The Kennedy Farm: The secret six
The Kennedy Farm
The secret six
On July 3, 1859, John Brown, sons, Owen and Oliver, and Brown's trusty Lieutenant, Jeremiah Anderson, arrived by train at Sandy Hook, Maryland--a small village about one mile beyond Harpers Ferry on the Maryland side of the Potomac River.
At this point in his life Brown was a wanted man with a large price on his head for his actions in the Kansas Territory.
The four men presented themselves as Issac Smith & Sons, cattlemen from New York. They sought a small farm to serve as a feeding lot for the cattle they intended to purchase and fatten. The Kennedy Farm was to be the staging area for their intended raid on the federal arsenal at Harpers Ferry, Virginia. John Unseld, a resident of the neighborhood, suggested the old Kennedy farm. Doctor Kennedy had died earlier that spring and the farmhouse was vacant and unfurnished, a perfectly isolated, hide-away for Brown and his men. John Brown and his bunch went to the farm. Liking what they saw, they leased the deserted residence for $35 in gold for nine months.
Brown was afraid that a home filled with men might arouse suspicion to outsiders, so he request that his wife join him. Brown's wife, Mary Ann, was much too busy at home, so she sent her daughter-in-law, Martha, Oliver's 17-year-old wife, and her 16-year-old daughter Annie.
They arrived in mid-July. Annie and Martha served as the cook and housekeepers for the Provisional Army of the United States. They found one woman who lived down the road particularly bothersome. Annie said that one day, while she and her father were out, the nosy neighbor peeked inside and saw one of the Negro recruits. "We were in constant fear that she was either a spy or would betray us. It was like standing on a powder magazine, after a slow match had been lighted."
Throughout the summer, men secretly gathered at the farm in preparation for the attack. To neighbors, everything seemed normal. But in the attic of Kennedy Farm, Brown's army was hiding, waiting for the leader to finalize his plans.
John Kagi, in Chambersburg, sent a shipment of rifles, pikes, and pistols to the farm, in boxes marked "Hardware and Castings."
In late September, as it grew closer to the time of attack, Annie and Martha were sent back home, to North Elba, and the men made their final preparations. There were twenty-one members of the army hidden in the attic loft. Brown and his followers spent some 3 1/2 months at Kennedy Farm in the summer of 1859.
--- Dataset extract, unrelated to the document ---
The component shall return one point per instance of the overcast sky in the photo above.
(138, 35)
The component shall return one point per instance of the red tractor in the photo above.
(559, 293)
Life at the Farm grated on the men's nerves. In order to keep a low local profile, the men had to stay inside all day, cooped up in two buildings, playing checkers, reading, polishing their rifles, wrote letters home, and, of course, arguing. They drilled frequently, studying a military manual on guerrilla warfare. At night, they went outside for fresh air and exercise.
On the evening of October 16, 1859, Brown and his men left Kennedy Farm and marched toward Harpers Ferry. Marines would later search the farm, finding documents revealing Brown's Northern benefactors, "The Secret Six," fueling Southern fears of a full-scale Northern conspiracy.
In the late 40s, the National Negro Elks purchased it when Reverend Leonard W. Curlin, a Hagerstown Elk, persuaded the Tri-State Elks Lodge of its worth. These men hoped that they could restore the house and turn it into a museum and shrine for John Brown. But that wasn't in their future. Funds came in slowly and eventually the Elks couldn't maintain the property and sold it.
Private developer, South T. Lynn, bought and restored the Farm to its 1859 appearance with the help of a historic architect from the National Park Service.
The Federal Government has since deemed the house a National Historic Landmark. The old farmhouse has been completely restored. The Kennedy Farm is located at 2406 Chestnut Grove Road, Sharpsburg, Maryland.